Prausnitz also highlighted that a system like this must be discreet and the patient, or the patient’s family, must agree with the method. He believes this new system “is a pretty interesting way to accomplish those goals,” but that some patients may have privacy concerns when it come to “carrying around personal medical information on their bodies.”

“Different people and different cultures will probably feel differently about having an invisible medical tattoo.”

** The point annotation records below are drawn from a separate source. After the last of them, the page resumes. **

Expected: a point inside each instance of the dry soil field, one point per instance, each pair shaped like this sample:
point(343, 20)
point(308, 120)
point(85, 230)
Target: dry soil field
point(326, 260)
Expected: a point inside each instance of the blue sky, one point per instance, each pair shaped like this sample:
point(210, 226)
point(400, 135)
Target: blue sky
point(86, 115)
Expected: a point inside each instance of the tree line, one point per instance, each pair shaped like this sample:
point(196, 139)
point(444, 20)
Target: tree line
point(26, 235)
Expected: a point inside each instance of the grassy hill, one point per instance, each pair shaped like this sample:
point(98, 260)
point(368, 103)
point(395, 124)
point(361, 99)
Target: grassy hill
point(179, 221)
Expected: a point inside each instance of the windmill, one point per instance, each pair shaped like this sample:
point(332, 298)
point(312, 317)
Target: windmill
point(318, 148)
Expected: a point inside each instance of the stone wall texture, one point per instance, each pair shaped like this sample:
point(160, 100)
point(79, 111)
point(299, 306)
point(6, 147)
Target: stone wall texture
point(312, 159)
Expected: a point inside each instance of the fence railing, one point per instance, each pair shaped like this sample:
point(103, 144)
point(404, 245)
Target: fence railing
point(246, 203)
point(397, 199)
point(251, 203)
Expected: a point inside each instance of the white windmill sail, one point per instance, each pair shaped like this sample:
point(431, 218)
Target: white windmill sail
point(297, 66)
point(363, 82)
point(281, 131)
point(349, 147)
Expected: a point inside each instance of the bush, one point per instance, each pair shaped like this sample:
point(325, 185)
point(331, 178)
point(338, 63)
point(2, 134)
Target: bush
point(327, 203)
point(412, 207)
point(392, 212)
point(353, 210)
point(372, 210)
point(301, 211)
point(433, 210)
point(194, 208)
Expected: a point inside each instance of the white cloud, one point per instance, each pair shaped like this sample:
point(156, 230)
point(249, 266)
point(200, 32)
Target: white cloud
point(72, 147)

Klass also pointed out that this system of record keeping “could be ripe for misinterpretations and rumors,” especially in developing countries with a history of having been taken advantage of by Western medical powers.

But it turns out privacy was actually a concern of the MIT researchers. They aimed to avoid technology that would potentially cross a line into an invasion of privacy such as iris scans or databases with personal information that would render patients identifiable.

Though it doesn’t take much imagination to see where vaccine data embedded into skin via scannable dye may lead. Perhaps someday we’ll see infrared light scans at entrances to school buildings or as part of the TSA privacy invasion process when traveling.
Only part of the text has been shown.